Leap Ventures plans to take companies at this stage and expand them into a regional or global presence, Asseily said, so that they’re big enough to get to an exit or reach a much larger round of investment.

Asseily and his partner’s new venture capital firm is the result of Lebanon’s Central Bank Circular 331 initiative which was launched last-year to much fanfare. Circular 331 puts up to $400 million at the disposal of startups through equity investments by commercial banks in Lebanon. Banks have the option to directly invest capital in startups or through venture capital funds, such as Leap Ventures.

The circular was issued to boost the Lebanese economy, therefore all companies must have an SAL in Lebanon. Asseily is confident, however, that this will not prevent extremely successful firms issuing IPOs on the Nasdaq or London Stock Exchange as long as the core of the business remains in Lebanon.

Asseily lamented that existing players in Lebanon's startup industry were not utilizing the Circular 331 to its full-potential by not looking at the full life-cycle of the venture ecosystem.

“So when the [Central Bank] came up with the Circular 331 ... I saw that everybody was interested in doing seed funding, and barely series A,” he said. “I thought this horrible because nobody understands [that] in order to get an exit, you need players at every single level. You need somebody willing and able to provide you with the necessary funding in order to get you forward.”

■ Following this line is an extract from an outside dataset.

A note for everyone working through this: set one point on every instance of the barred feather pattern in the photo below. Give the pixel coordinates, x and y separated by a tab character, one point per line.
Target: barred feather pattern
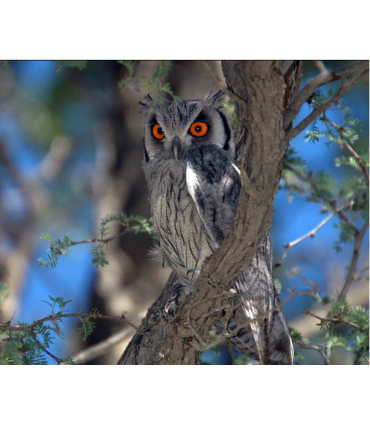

Asseily recalled that his fellow partner Herve Cuviliez, whose company Diwanee sold a majority stake to French digital publisher Webedia for around $12 million-$16 million last year, had great difficulty finding the $5 million in funding he needed at one point to take his company to the next level.

Asseily said the average successful startup in the U.S. is worth $243 million on exit with an average investment of $41 million, i.e. the investment is one-sixth of the exit. He estimates that MENA startups could expect a minimum of a $30 million exit, which means they would need an investment of at least $5 million.

“So, if you can’t find that $5 million the company won’t be able to sell for $30 million. So if you don’t have that series B growth funding, you can’t get an exit, it just doesn’t work.”

Asseily felt the main thing hampering the Lebanese market today was a lack of talent in the programming and software engineering fields which itself was being deterred by poor connectivity. “We don’t have developers, programmers, enough of those guys, but I truly believe if we had a much faster Internet speed, we would have a better pool of talent to tap into,” he said. “There’s too much overhead. It’s too difficult to do these things. If you have a very fast Internet, you try it just for the sake of it.”